C'est pourquoi nous avons, cette année encore, déposé un amendement visant à taxer davantage ces profits. Cela accompagnerait une baisse de la TIPP, donc du prix de l'essence à la pompe. En effet, monsieur le ministre, l'accord que vous avez passé avec Total n'engage en rien l'entreprise, et il engage encore moins les autres compagnies pétrolières. Il n'a eu aucun effet significatif sur le quotidien des gens contraints de prendre leur voiture.
Nous n'oublions pas non plus l'épisode Hewlett Packard. Le Premier ministre avait affirmé haut et fort que le groupe devait rembourser les aides qu'il avait reçues de la part de la collectivité avant d'annoncer, peu de temps après, qu'il n'avait en fait rien perçu.
Le remboursement des aides est une très bonne idée.

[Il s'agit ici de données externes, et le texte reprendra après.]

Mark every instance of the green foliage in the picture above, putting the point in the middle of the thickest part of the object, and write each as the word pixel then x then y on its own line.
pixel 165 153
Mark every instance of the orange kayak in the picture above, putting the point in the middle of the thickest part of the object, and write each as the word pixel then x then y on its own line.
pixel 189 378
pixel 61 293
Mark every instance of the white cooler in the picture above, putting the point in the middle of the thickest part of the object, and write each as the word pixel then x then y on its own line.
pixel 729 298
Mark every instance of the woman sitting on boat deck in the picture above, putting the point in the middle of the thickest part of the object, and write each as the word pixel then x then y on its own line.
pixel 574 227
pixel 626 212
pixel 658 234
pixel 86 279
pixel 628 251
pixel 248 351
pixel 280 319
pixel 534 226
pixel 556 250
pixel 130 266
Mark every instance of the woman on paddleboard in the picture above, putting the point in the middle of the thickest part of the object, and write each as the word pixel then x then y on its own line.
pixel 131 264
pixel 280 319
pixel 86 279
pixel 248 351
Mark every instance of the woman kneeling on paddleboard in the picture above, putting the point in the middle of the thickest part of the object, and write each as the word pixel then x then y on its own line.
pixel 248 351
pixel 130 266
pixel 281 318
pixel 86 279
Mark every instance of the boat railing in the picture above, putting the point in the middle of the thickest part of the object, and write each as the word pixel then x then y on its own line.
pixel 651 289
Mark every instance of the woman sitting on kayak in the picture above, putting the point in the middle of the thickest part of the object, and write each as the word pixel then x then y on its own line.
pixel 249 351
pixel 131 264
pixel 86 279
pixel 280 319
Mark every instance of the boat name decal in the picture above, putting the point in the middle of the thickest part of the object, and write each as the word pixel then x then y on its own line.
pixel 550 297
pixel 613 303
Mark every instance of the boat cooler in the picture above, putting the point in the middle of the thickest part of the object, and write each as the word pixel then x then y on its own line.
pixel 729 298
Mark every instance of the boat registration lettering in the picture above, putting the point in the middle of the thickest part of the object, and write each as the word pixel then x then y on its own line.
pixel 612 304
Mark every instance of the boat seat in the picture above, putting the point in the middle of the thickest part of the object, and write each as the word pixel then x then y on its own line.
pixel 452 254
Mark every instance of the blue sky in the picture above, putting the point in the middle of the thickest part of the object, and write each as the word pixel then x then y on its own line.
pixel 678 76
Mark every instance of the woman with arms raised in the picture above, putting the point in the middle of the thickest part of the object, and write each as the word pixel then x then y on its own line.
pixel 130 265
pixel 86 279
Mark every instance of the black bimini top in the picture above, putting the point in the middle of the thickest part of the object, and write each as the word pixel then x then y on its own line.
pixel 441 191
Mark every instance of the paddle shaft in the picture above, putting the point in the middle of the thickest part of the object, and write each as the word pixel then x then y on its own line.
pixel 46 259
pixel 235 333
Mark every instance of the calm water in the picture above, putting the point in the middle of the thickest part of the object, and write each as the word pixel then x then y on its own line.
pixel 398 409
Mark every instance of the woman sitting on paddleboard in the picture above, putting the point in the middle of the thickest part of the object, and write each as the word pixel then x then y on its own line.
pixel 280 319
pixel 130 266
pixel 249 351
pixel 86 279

Il constitue l'un des outils indispensables d'un contrôle efficace de la dépense publique. Je vous invite donc à rétablir les commissions de contrôle des aides publiques aux entreprises, que votre majorité s'est empressée de supprimer en arrivant au pouvoir.
Le contrôle de la dépense publique, la mesure de son efficacité sociale permettent d'éviter de telles catastrophes et d'imposer de véritables objectifs aux entreprises en termes d'emploi et d'investissements productifs. C'est avec de tels outils que la croissance peut revenir.

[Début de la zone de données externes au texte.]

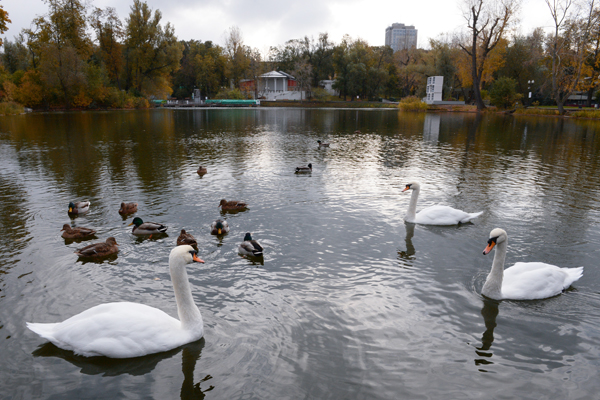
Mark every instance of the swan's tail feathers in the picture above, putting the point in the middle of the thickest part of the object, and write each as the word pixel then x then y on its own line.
pixel 470 217
pixel 573 274
pixel 44 330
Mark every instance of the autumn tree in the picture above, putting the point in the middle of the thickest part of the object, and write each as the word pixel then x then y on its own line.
pixel 487 22
pixel 152 53
pixel 62 44
pixel 109 36
pixel 4 21
pixel 568 46
pixel 238 59
pixel 523 62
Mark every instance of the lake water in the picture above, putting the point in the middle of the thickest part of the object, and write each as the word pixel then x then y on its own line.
pixel 349 301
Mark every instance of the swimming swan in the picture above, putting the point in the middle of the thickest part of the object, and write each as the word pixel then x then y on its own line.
pixel 523 281
pixel 434 215
pixel 123 330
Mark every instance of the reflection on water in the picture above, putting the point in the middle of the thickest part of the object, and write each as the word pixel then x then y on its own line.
pixel 489 312
pixel 346 290
pixel 190 354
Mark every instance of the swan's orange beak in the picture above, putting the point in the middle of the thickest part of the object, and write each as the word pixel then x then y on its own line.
pixel 489 247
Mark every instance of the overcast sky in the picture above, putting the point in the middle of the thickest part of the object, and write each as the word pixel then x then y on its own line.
pixel 266 23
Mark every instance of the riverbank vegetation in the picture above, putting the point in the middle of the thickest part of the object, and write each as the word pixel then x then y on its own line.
pixel 77 56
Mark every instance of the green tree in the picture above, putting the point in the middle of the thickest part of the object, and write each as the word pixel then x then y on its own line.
pixel 109 35
pixel 4 21
pixel 503 93
pixel 487 22
pixel 152 53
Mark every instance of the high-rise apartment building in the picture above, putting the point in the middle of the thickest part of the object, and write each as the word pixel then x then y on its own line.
pixel 400 36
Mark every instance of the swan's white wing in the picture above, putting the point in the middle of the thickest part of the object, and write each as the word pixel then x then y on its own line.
pixel 441 215
pixel 117 330
pixel 537 280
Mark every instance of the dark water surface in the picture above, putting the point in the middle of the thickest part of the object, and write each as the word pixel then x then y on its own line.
pixel 349 302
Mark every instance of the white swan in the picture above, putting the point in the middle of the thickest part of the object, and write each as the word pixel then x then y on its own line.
pixel 434 215
pixel 123 330
pixel 523 281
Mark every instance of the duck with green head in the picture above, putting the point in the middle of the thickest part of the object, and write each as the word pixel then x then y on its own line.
pixel 250 247
pixel 219 227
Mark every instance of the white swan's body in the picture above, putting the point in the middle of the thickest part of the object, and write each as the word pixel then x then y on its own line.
pixel 434 215
pixel 123 330
pixel 524 281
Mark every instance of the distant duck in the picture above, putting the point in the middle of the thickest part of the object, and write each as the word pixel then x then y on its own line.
pixel 250 247
pixel 79 207
pixel 146 228
pixel 523 281
pixel 219 227
pixel 434 215
pixel 232 205
pixel 76 233
pixel 98 250
pixel 186 238
pixel 126 330
pixel 128 208
pixel 308 168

Le dernier épisode, monsieur le ministre, est l'augmentation du prix du gaz. Vous avez cru bon de noyer le poisson. Vous croyez que la population ne s'en rend pas compte ? Mais les gens payent, monsieur le ministre ! Ils ont parfaitement conscience que vous avez accepté une majoration des tarifs de 14 %, après les augmentations de 4 % en juillet dernier et de 2, 6 % en septembre.
Le gaz va bel et bien augmenter, et voilà qui entame votre crédit !
Aujourd'hui, lorsque vous affirmez que c'est l'optimisme qui vous anime, lorsque vous affichez des prévisions de croissance qu'aucun économiste ne tient pour réalistes, on croit rêver !
La plupart des instituts prévoyaient une croissance inférieure à 2 %, proche de 1, 8 %, alors que vous vous fondez sur une croissance située entre 2 % et 2, 5 %.
Nous sommes très inquiets : la croissance n'est pas là, aucun indicateur n'est vraiment au beau fixe.
Vous affirmez que l'investissement va repartir. Or, voilà trois ans que la situation s'aggrave.
Qu'en est-il de l'emploi, qui constitue votre priorité et qui est celle du Président de la République depuis dix ans ?
La qualité des emplois se détériore sur tous les fronts : les salaires, l'insécurité liée à la précarité, les conditions de travail. Ceci expliquant cela, ce n'est absolument pas le sort des patrons du CAC 40 ! Leurs salaires bondissent, et il en est de même des revenus financiers.
L'optimisme qui vous anime aujourd'hui nous rappelle que, l'année dernière, le projet de loi de finances initial se fondait sur une prévision de croissance irréaliste de 2, 5 % Ce chiffre avait dû être revu à la baisse à plusieurs reprises, et il s'établit aujourd'hui aux environs de 1, 8 %.
« Ce n'est pas grave », nous dites-vous aujourd'hui. Pourtant, ce décalage entre la réalité et la prévision explique le bradage du patrimoine public national et, comme vous l'avez expliqué devant les députés, les annulations de crédits, lesquelles s'élevaient à 4 milliards d'euros l'année dernière : 4 milliards d'engagements non tenus, c'est, pour vous, une bonne gestion !
Sachez que, sur le terrain, ces annulations se traduisent par la paralysie de certains chantiers, par l'arrêt ou l'amputation d'actions en faveur de l'insertion, du logement, de l'emploi ou de l'éducation.
L'année 2005 a été particulièrement catastrophique pour les associations et pour les collectivités locales.
Et comment pourrait-il en être autrement ? Alors même que des voitures brûlaient dans les quartiers en difficulté, vous procédiez, le 3 novembre dernier, aux annulations de crédits suivantes : 205 millions d'euros pour l'emploi des jeunes, 55 millions d'euros pour la construction et la réhabilitation des logements sociaux, 45 millions d'euros pour les transports collectifs, 45 millions d'euros, après 17 millions d'euros en avril, pour les villes et quartiers dits sensibles, 50 millions d'euros pour le sport, la jeunesse et la vie associative.